Here are some insights, straight from the mouths of women who have made marriages last—and a few who haven’t but wish they had:
Don’t start talking about a serious thing either right before dinnertime or right before bed. That’s the wrong time. If you can, the right time is after a good breakfast or lunch. Then you have the rest of the day to work it out.
If you really want to make a change, and you know that your spouse doesn’t particularly like that change, start talking about it a long time in advance. Plant the seeds, and pretty soon it becomes the other person’s decision.
Don’t expect the other person to complete you. You must be complete, your spouse must be complete, and then you create another entity that is your marriage.
The reason for success in marriage is caring—caring enough about the other person to rein yourself in occasionally.

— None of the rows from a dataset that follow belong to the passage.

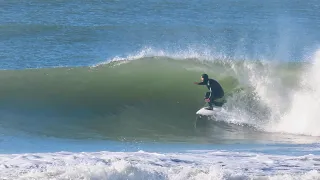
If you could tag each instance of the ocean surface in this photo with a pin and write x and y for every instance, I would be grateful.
(104, 89)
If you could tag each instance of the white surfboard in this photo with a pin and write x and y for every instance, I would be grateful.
(204, 112)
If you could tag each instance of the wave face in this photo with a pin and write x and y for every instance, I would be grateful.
(143, 97)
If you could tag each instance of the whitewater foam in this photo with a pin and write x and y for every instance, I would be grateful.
(144, 165)
(200, 54)
(303, 116)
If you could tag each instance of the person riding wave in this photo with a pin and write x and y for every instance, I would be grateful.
(215, 91)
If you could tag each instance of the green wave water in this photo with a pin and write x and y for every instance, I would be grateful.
(147, 98)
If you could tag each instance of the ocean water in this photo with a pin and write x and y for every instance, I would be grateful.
(104, 89)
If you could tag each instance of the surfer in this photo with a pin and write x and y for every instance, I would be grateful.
(216, 91)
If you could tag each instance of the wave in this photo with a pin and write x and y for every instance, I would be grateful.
(162, 166)
(148, 95)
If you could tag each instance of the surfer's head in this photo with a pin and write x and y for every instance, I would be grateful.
(204, 77)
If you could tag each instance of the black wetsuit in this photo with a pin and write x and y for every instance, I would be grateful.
(216, 91)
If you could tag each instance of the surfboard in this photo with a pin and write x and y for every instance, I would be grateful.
(205, 112)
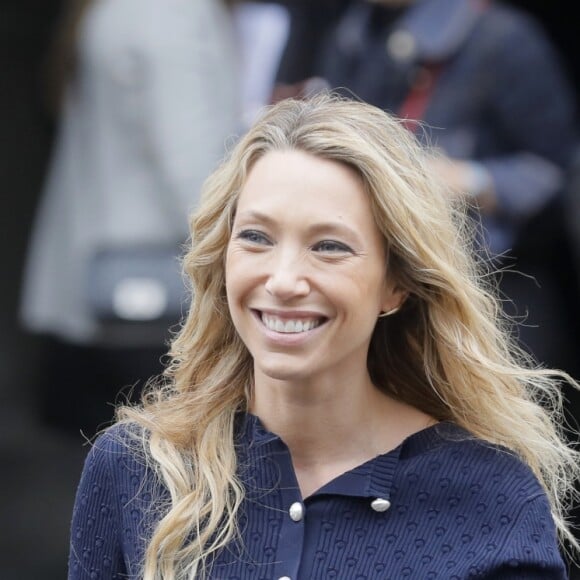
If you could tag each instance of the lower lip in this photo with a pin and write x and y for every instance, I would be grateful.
(287, 338)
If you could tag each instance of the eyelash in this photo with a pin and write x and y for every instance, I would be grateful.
(323, 246)
(253, 236)
(336, 247)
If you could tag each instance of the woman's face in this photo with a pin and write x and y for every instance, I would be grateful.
(305, 268)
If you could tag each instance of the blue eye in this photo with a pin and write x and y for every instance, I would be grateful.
(331, 246)
(253, 236)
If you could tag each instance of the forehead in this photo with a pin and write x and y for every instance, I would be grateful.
(295, 181)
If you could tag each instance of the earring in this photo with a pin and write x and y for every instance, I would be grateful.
(389, 312)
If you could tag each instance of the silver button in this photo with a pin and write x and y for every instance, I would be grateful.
(296, 511)
(380, 504)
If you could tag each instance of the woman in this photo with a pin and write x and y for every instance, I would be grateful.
(342, 399)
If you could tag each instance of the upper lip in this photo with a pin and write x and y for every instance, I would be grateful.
(290, 314)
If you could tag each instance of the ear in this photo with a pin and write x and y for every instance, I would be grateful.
(393, 298)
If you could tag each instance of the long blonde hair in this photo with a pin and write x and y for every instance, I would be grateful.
(448, 352)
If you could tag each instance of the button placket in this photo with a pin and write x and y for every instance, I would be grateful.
(296, 511)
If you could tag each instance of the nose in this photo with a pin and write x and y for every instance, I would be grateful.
(287, 278)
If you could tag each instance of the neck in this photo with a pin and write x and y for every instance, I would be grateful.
(330, 429)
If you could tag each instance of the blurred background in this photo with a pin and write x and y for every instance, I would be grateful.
(45, 416)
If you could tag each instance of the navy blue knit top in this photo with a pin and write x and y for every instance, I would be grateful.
(442, 505)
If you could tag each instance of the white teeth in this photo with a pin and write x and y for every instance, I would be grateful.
(289, 326)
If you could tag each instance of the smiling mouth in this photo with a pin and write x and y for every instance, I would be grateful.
(289, 325)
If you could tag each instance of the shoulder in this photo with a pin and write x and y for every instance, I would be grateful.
(118, 453)
(461, 467)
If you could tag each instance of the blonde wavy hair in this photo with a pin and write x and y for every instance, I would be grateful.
(448, 351)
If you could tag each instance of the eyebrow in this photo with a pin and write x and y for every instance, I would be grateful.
(320, 227)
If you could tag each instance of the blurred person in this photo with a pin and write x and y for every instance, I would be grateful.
(343, 399)
(481, 81)
(146, 95)
(262, 29)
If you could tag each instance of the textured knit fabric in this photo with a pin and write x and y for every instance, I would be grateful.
(459, 508)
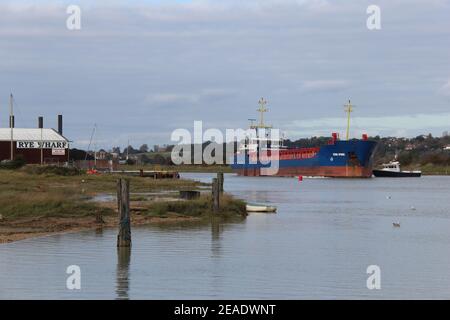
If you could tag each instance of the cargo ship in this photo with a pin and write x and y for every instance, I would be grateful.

A lot of it is expectation. In our generation, this was your husband for life. This wasn’t something that was just for a few years or that you tried out. This was something you worked at.
Sometimes, it strengthens the marriage if you spend some time apart.
I learned that I couldn’t expect him to be who I wanted him to be. I needed to find out who he is, let him know who I am, and help him to see that.
Realize it’s not your responsibility to make life perfect for the whole family.
Recognize that the two of you will grow at different rates. Rather than being threatened by this, it would be helpful for partners to acknowledge the reality and be interested in what the other is learning.
Life partners are usually worthy adversaries calling us to growth; that’s one reason why we chose them.
It’s a matter of adjusting to each stage and age.
The best way to preserve marriage is for married people to honor their spouses and their vows. Also important are what the Dalai Lama terms the three Rs: respect for self, respect for others, and responsibility for one’s own actions. I’d add another R—remembering what we loved about each other when we decided to get married.
When I look at how few marriages succeed now, I think finding your love is the most important thing you can do. Don’t be distracted by the fun of sex too soon.
Who knew, in our twenties, that we would be able to stand each other for so long?